The word "lexomics" describes an evolving set of methods for finding patterns in textual corpora.  The term is taken from Bioinformatics, where it is used to describe the search for "words" and patterns in genomes (my colleague Betsey Dyer is apparently the first person to coin the word, an obvious adaptation of "genomics"). 

Our lexomic methods (which are described in much more detail in forthcoming papers in JEGP and Modern Philology, as well as in my new book, Tradition and Influence) use computer-assisted statistical methods to troll through the Dictionary of Old English corpus.  Essentially, we cut texts into segments, count the words in each segment and compute their relative frequencies, and then compare these relative frequencies from segment to segment using a statistical method called hierarchical, agglomerative clustering.  This method produces a branching diagram, called a dendrogram, that shows how similar (and thus how different) each segment is from each other. 

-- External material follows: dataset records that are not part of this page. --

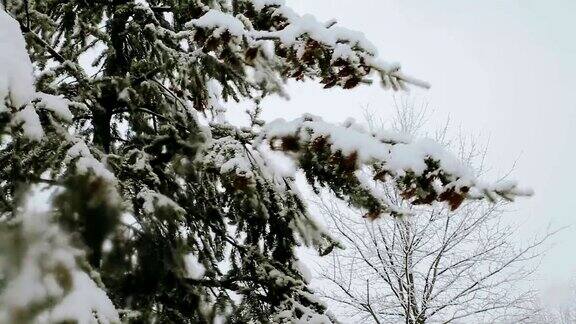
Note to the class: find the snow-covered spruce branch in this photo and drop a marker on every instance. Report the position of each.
(340, 156)
(152, 182)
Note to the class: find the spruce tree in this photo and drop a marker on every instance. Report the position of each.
(164, 209)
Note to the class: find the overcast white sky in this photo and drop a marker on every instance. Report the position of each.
(504, 69)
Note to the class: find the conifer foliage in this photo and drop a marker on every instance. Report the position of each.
(163, 211)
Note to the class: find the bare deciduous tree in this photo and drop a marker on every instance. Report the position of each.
(435, 266)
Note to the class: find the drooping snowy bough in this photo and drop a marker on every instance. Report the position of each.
(180, 215)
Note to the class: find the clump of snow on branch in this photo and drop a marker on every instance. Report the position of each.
(297, 31)
(17, 83)
(390, 155)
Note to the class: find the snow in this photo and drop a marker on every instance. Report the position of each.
(30, 122)
(16, 73)
(261, 4)
(153, 200)
(195, 270)
(220, 21)
(396, 157)
(85, 303)
(17, 82)
(86, 162)
(55, 104)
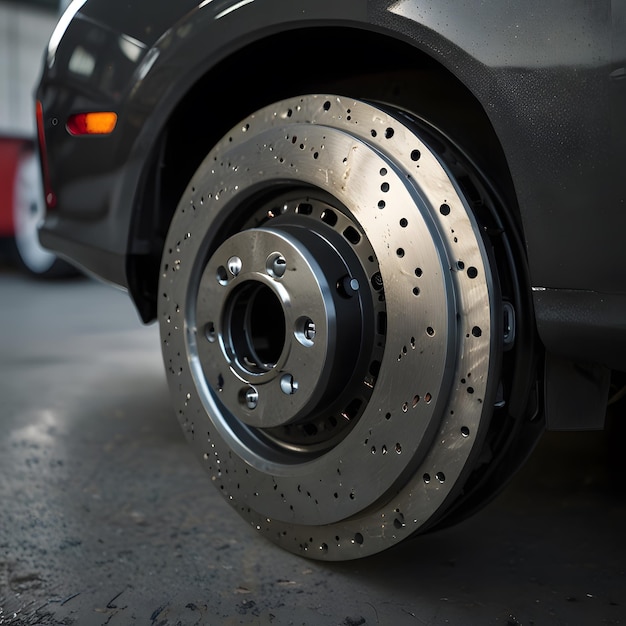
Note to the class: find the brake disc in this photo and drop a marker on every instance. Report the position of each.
(329, 326)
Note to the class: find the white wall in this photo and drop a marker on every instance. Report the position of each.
(24, 34)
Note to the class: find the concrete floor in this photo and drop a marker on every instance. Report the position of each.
(107, 518)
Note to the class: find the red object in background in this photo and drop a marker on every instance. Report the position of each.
(10, 152)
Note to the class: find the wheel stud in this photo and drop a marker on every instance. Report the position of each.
(309, 329)
(288, 385)
(251, 398)
(234, 265)
(276, 265)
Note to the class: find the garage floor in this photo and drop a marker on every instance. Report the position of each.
(107, 518)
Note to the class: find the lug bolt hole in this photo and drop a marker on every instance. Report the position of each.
(249, 397)
(234, 265)
(276, 265)
(305, 331)
(210, 333)
(222, 276)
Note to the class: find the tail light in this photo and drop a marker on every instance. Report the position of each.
(94, 123)
(50, 196)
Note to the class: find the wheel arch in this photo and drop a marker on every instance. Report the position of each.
(381, 67)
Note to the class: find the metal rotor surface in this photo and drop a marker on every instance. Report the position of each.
(327, 319)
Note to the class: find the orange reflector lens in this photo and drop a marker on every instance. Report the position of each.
(97, 123)
(50, 196)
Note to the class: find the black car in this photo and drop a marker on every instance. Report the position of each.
(383, 239)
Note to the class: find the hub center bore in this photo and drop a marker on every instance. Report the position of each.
(255, 328)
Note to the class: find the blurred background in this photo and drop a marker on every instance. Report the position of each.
(25, 28)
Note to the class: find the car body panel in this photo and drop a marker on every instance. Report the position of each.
(549, 76)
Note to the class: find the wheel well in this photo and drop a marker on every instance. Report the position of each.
(345, 61)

Other scholars, such as John Burrows, have used similar methods to examine texts and even to attempt to determine the authorship of disputed or anonymous texts -- with varying degree of success.  These approaches are usually much more complex and sophisticated than ours: scholars sometimes remove the 50 or 100 most frequently used words, or they force all words to standard spellings and morphologies, or they lemmatize their texts.  We simply dumped all the words into the hopper and started counting them (this was just a preliminary experiment, after all).

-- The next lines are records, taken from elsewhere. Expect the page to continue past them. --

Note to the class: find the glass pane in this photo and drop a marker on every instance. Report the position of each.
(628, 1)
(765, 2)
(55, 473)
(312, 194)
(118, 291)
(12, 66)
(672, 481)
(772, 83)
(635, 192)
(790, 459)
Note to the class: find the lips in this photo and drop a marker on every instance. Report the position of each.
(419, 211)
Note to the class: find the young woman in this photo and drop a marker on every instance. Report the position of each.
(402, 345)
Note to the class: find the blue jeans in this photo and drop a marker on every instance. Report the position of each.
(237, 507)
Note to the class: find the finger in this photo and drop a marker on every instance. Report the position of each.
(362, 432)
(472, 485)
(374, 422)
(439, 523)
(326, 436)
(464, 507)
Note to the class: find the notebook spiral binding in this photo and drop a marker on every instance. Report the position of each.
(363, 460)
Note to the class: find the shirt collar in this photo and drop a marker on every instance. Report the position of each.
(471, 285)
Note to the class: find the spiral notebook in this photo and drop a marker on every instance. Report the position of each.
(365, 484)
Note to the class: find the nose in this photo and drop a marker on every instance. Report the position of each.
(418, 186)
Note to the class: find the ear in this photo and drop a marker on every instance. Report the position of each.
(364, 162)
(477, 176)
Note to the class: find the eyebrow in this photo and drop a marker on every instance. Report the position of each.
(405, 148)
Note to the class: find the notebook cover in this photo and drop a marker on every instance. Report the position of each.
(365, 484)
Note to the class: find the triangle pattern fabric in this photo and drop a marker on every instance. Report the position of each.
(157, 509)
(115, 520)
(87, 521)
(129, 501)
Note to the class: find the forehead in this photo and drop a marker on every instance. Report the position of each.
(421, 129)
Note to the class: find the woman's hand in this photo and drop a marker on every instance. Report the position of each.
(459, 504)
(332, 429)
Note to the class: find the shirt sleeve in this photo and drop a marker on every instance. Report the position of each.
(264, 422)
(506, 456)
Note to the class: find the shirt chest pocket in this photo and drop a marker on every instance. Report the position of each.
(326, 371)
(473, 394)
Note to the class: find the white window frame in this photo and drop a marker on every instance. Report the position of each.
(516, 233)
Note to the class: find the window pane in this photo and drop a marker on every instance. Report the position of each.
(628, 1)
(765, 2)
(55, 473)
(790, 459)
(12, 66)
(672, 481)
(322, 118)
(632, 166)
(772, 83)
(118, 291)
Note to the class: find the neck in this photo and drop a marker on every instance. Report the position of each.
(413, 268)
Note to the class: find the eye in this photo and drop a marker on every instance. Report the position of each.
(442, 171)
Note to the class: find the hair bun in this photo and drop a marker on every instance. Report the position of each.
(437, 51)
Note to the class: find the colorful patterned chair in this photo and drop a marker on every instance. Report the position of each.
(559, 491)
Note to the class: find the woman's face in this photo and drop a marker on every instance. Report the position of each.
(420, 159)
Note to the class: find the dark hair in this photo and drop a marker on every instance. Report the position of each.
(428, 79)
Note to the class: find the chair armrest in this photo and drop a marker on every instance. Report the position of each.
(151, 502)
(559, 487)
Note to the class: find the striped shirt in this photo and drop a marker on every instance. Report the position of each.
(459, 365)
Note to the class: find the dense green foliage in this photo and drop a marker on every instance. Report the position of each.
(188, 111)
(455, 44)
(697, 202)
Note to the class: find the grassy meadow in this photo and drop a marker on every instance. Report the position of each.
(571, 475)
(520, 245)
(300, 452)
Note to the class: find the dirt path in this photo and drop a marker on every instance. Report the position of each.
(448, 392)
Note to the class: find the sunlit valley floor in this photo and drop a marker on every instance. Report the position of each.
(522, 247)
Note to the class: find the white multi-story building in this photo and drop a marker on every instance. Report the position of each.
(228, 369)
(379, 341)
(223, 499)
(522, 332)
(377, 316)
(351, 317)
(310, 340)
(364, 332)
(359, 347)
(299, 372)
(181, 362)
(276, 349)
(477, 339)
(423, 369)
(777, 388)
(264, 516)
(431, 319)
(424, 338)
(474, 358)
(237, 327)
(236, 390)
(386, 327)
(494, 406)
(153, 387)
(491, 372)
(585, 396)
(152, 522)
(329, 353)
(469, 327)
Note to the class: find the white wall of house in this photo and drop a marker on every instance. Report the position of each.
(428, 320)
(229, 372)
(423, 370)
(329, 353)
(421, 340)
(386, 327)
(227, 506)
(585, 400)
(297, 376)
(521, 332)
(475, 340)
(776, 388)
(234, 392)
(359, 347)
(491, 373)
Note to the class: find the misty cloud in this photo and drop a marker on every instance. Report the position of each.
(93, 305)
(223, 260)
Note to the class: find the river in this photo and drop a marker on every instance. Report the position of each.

But to our surprise, our methods seemed to "work" very effectively without any sophistication.  For example, we were able to match one poem with the correct section of another poem to which it was related, and we could separate out the two well-known sections of a third poem with absolute accuracy (I'm only being oblique here because I think it would be impolite to scoop the massive JEGP article which will be out soon).  It may be that by lumping together orthographic, morphological and other variants, we were able to detect patterns that were relatively subtle. 

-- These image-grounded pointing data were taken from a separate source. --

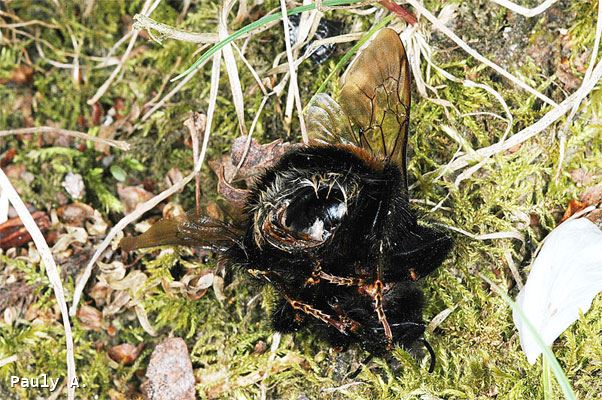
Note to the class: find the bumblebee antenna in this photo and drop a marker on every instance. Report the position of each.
(431, 352)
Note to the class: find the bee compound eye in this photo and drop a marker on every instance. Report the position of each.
(315, 213)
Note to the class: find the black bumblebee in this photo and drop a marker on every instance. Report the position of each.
(329, 226)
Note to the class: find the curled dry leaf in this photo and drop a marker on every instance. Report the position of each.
(90, 318)
(14, 234)
(564, 279)
(125, 353)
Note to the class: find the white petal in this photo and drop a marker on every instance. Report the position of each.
(564, 279)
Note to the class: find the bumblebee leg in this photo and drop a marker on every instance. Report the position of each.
(322, 316)
(380, 312)
(318, 275)
(305, 308)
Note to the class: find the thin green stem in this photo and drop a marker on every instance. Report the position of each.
(255, 25)
(343, 61)
(547, 354)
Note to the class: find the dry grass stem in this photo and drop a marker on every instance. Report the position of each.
(527, 12)
(449, 33)
(49, 129)
(166, 31)
(548, 119)
(293, 86)
(173, 91)
(147, 8)
(563, 132)
(151, 203)
(232, 68)
(51, 270)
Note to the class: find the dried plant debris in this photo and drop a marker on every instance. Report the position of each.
(169, 372)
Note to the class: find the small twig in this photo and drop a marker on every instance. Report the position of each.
(487, 236)
(51, 271)
(146, 10)
(49, 129)
(527, 12)
(293, 85)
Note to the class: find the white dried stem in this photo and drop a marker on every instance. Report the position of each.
(149, 204)
(232, 68)
(527, 12)
(49, 129)
(293, 86)
(147, 8)
(51, 270)
(166, 31)
(563, 132)
(449, 33)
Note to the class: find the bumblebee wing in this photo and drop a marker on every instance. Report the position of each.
(375, 95)
(326, 121)
(190, 230)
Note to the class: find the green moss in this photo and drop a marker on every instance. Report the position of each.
(477, 346)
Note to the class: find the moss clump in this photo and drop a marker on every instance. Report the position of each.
(477, 346)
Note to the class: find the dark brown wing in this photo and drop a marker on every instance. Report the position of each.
(374, 104)
(327, 123)
(376, 97)
(190, 230)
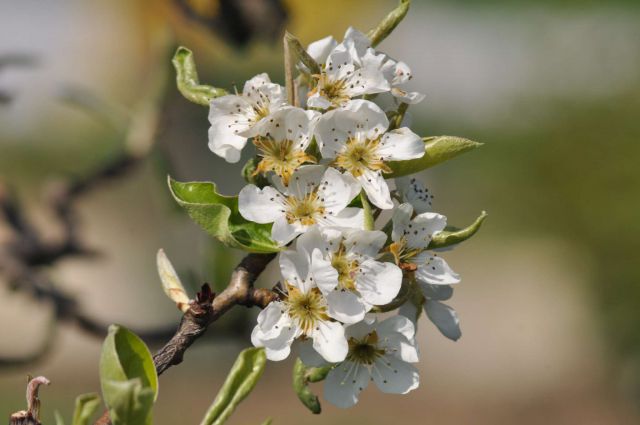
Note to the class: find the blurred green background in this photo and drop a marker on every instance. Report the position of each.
(550, 296)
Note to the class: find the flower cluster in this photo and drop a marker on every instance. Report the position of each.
(325, 160)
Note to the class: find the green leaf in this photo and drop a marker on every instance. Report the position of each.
(301, 378)
(369, 221)
(437, 150)
(129, 402)
(242, 378)
(389, 23)
(451, 235)
(128, 377)
(188, 82)
(58, 417)
(86, 406)
(220, 217)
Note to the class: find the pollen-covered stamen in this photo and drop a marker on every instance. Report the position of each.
(306, 309)
(282, 157)
(365, 350)
(359, 155)
(306, 211)
(346, 267)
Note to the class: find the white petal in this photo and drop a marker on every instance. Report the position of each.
(436, 271)
(337, 190)
(401, 144)
(319, 50)
(324, 275)
(329, 341)
(401, 219)
(260, 205)
(344, 384)
(394, 376)
(377, 189)
(282, 232)
(345, 306)
(349, 217)
(309, 355)
(378, 283)
(445, 318)
(294, 267)
(367, 243)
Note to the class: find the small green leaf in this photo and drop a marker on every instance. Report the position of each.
(301, 54)
(389, 23)
(451, 235)
(242, 378)
(188, 82)
(301, 378)
(437, 150)
(369, 221)
(220, 217)
(86, 406)
(129, 402)
(128, 377)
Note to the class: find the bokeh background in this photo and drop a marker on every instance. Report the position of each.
(550, 296)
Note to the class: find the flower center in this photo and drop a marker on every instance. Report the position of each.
(347, 269)
(360, 155)
(306, 309)
(281, 157)
(305, 210)
(365, 350)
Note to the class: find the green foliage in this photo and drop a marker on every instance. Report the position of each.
(220, 217)
(389, 23)
(242, 378)
(188, 82)
(436, 150)
(86, 406)
(128, 377)
(302, 376)
(452, 235)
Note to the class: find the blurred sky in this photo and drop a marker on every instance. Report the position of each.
(550, 286)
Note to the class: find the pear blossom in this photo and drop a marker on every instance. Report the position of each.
(356, 140)
(411, 238)
(444, 317)
(301, 313)
(282, 140)
(343, 76)
(414, 192)
(315, 196)
(233, 117)
(381, 352)
(346, 271)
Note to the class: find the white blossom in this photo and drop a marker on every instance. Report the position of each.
(302, 312)
(346, 271)
(282, 140)
(411, 237)
(356, 140)
(381, 352)
(343, 76)
(233, 117)
(315, 196)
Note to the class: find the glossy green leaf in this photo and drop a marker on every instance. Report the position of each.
(436, 150)
(242, 378)
(188, 82)
(389, 23)
(86, 406)
(128, 377)
(129, 402)
(220, 217)
(302, 376)
(451, 235)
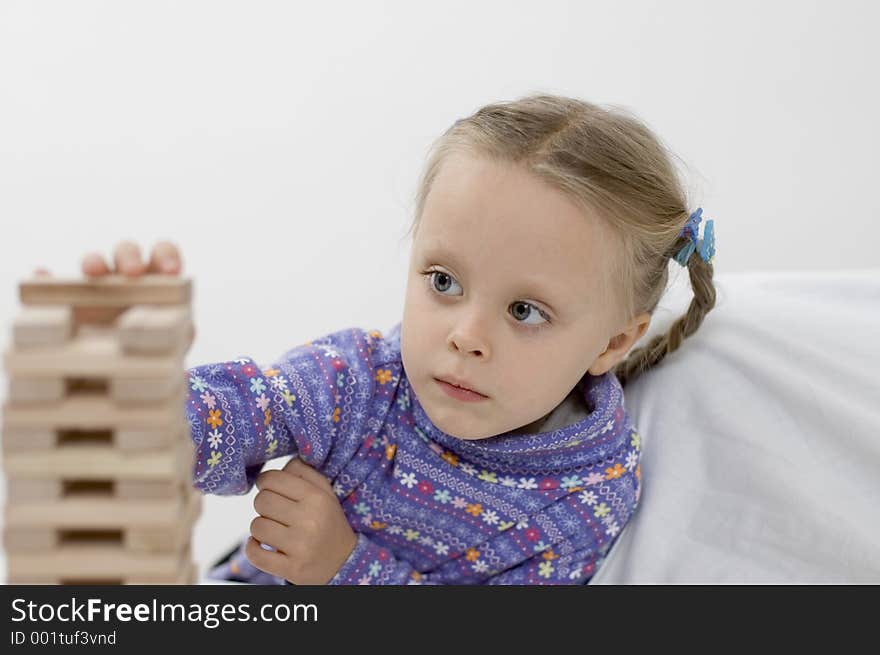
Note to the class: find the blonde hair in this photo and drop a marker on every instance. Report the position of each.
(609, 162)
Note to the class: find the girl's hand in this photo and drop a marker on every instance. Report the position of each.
(302, 519)
(165, 259)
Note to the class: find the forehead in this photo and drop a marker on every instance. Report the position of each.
(500, 219)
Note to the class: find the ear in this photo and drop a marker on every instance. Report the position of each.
(620, 344)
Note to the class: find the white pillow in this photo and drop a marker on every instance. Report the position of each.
(760, 437)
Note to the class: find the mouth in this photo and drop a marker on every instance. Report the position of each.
(459, 391)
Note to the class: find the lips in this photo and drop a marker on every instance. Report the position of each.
(460, 384)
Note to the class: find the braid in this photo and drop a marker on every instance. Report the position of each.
(647, 356)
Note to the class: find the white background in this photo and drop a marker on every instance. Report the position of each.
(279, 143)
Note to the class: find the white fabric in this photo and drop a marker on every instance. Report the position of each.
(760, 437)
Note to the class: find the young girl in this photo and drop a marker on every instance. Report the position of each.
(483, 439)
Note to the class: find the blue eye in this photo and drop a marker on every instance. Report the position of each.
(446, 281)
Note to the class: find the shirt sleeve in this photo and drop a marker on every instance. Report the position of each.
(372, 564)
(312, 401)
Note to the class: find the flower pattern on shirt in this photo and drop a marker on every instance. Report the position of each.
(427, 508)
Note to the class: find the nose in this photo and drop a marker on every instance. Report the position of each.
(468, 337)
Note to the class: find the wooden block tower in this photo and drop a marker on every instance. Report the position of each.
(96, 449)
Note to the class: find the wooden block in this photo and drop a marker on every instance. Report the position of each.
(170, 537)
(187, 573)
(95, 561)
(101, 462)
(27, 439)
(94, 351)
(107, 291)
(28, 489)
(36, 390)
(147, 390)
(150, 330)
(100, 513)
(24, 439)
(134, 440)
(96, 412)
(16, 540)
(150, 489)
(42, 326)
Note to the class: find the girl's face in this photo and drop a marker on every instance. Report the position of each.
(507, 293)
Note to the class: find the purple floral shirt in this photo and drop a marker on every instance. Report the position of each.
(428, 508)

We also seem to be able to detect when a segment of a text has a different source than the main body of the text, which is particulary exciting for Anglo-Saxon studies because we have so many texts that are composites (so we have good controls) and others whose composite nature is controversial. 

Thus far we get "good" results--in the sense that they are consistent with what we know from traditional methods--for Old English poetry and prose, Latin prose, Middle English poetry, and, intriguingly, some Modern English prose.  We are hoping to refine the techniques by testing fully lemmatized texts (this is difficult, because lemmatizing is incredibly time consuming) and trying other, more sophisticated statistical methods.   As  you'll see in the two articles (and the book), we've been able to shed some light on the Cynewulfian corpus and on the structure of  Guthlac A and its relationship to other texts.  Soon we hope to be able to tell you some interesting things about Alfred's Orosius, King Horn, Bede's History, and the play Mule Bone

The connection to my book is this: lexomics methods can detect and to some degree measure influence.  In my new book, I argue that tradition is a special case of influence, and so detecting influence is in a way detecting certain kinds of traditions.  This gives us an empirical way of looking at a topic that has tended to be approached in a very fuzzy way. 

But--and this is perhaps the most important point in this capsule summary--lexomics does not work at all if you don't have a deep familiarity with the texts ("wearing the English Professor hat" I call it) and the critical problems associated with them.  A dendrogram itself can tell you very little, but a dendrogram coupled to an understanding of the sources and structure of a poem has the ability to shed light upon--and even re-date--a complex text.

I'm hoping in my visit to the Santa Fe Institute to learn how others are approaching culture as a complex evolutionary system, and perhaps improve lexomics (and certainly offer it to them) as a tool for trying to untangle and trace a few strands of the massive cultural tapestry.